Since then, “interest in Kwanzaa and the number of its celebrants among African American people, as well as Africans throughout the world has steadily grown.”

Chimbuko Tembo, associate director of the African American Cultural Center in South L.A., said “Worldwide, we don’t know how many people celebrate it, but USA Today did a report maybe a decade ago that estimated 20 million people. Our estimate is 20-30 million people, predominantly in this country.”

That figure would represent a large portion of the roughly 42.2 million African Americans in the U.S. as of July 2014.

“The holiday is growing,” Tembo added. “A ‘sister’ in Brussels, [Belgium] is in her fifth year of organizing Kwa-nzaa activities among continental Africans from all over Europe. We have celebrants in France, and it is really growing in Suriname (South America). Kwanzaa will be 50 in 2016, so we are really excited and looking forward to starting to make plans in terms of really extending the outreach internationally.

“Kwanzaa continues to build links between us and Africans everywhere. This time of the year people more than any other time, embrace their African-ness, even more so than during Black History Month, which doesn’t have the international or global aspect,” she said.

Gary Easely “congratulates Dr. Karenga for coming up with cultural awareness that gives somebody a sense of wellness and family,” but the instructor at L.A. Southwest College and a director for Operation 3801 Drug Addiction Resource Agency asks: “Is Kwanzaa effective? Do we have the ability to embrace it?”
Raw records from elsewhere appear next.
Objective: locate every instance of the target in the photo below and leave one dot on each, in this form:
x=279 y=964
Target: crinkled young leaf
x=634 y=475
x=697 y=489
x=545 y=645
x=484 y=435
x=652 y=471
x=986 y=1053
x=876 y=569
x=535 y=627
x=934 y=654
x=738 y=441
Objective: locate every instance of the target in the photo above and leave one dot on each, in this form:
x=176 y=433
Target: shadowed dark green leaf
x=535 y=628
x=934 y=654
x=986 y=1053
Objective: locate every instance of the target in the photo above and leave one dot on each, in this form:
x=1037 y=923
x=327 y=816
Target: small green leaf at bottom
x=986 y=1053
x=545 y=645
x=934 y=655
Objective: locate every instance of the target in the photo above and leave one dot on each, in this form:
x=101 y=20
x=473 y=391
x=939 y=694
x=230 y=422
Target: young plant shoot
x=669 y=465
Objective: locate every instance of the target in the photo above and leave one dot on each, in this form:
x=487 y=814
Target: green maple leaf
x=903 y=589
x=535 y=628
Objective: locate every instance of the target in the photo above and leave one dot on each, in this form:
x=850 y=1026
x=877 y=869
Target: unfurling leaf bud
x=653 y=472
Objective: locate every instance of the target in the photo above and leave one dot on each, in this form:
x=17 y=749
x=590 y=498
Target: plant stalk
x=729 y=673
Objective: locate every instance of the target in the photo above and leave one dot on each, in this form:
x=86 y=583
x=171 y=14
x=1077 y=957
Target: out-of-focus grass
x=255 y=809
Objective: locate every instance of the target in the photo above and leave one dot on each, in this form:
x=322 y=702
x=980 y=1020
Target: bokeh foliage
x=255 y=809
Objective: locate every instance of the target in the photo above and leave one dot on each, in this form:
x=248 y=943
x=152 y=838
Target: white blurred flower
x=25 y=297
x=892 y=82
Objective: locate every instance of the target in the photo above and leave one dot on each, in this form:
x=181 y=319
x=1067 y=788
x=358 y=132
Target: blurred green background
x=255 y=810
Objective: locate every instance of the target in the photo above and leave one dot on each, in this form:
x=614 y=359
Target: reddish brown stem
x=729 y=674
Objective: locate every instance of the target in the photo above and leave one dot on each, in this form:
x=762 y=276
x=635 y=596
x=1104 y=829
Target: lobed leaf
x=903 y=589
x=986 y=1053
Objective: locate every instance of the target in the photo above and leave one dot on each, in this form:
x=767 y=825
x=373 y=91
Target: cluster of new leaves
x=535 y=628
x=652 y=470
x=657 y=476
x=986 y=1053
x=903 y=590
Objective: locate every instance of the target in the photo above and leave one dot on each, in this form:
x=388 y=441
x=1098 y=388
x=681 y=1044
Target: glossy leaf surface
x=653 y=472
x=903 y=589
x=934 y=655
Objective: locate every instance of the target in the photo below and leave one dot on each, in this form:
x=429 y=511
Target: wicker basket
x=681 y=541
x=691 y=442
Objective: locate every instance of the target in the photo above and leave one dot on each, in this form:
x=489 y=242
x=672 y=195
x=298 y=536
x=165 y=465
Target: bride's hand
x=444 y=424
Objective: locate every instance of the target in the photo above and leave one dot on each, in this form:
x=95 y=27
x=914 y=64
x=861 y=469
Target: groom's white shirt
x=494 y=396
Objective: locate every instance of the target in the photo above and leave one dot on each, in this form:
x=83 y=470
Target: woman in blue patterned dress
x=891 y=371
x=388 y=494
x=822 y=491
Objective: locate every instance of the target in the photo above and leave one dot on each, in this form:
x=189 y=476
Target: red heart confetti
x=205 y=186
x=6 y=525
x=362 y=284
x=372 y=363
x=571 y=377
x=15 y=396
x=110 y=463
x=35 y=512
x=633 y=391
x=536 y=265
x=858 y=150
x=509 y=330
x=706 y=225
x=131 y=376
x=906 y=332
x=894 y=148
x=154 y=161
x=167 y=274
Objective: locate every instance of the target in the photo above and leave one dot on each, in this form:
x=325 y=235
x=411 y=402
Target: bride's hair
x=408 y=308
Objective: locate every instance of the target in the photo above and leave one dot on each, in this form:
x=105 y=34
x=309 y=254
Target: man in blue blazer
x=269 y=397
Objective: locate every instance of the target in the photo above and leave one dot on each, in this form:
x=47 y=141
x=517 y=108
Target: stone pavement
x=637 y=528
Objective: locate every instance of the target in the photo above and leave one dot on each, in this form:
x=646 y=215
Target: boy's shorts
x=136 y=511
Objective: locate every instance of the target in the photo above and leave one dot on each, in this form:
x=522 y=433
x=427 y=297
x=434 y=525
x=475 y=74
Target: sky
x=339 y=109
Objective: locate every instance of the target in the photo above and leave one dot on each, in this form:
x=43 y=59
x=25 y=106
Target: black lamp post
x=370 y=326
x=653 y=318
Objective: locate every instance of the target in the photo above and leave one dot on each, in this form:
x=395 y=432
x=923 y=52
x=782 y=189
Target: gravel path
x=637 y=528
To Easely, the answer to both questions is no.

“In urban areas in L.A., poor people do not celebrate Kwanzaa,” Easely said. “I know the average person in the urban community is just trying to pay bills.

“I think you probably get a lot more camaraderie or participation out of the middle and upper classes. They are comfortable to a degree so they can get the candles and embrace it, and enjoy it.

“Working-class people are too busy just trying to keep a roof over their heads. That really takes away from the essence, the feeling and spirit of unity, togetherness and love. It is real hard from one week to the next, one pay check to the next. It is always a struggle.

“Kwanzaa is relevant to the better qualities of the human spirit and awareness. It’s a great cultural experience, but is it real down here on the firing line? No. It is not something you can touch, feel and embrace,” Easley added.

Each year, Corliss Bennett-Mc-Bride, director of USC’s Center for Black Cultural and Student Affairs, decorates the center with the Kwanzaa colors, banner and the Kinara, or candelabra, from Dec. 26 to Jan. 1.

“But we have not had our usual pre-Kwanzaa celebration for about a decade,” Bennett-McBride said. “It used to be well-attended, but USC is on the semester system, which ends in early December.”

In other words, at USC everyone has gone home for the holidays.

“Kwanzaa is still relevant,” Bennett-McBride added. “The center represents the 40 African American organizations on campus. None of the individual clubs hold Kwanzaa celebrations, but separate offices, staff and faculty may have their own celebrations and decorations.”

The DuSable Museum will be among several institutions that will observe the Kwanzaa holiday with several events. A candle lighting ceremony to observe Umoja will be held at 1:30 p.m. in the museum’s Ames Auditorium on Friday, December 26.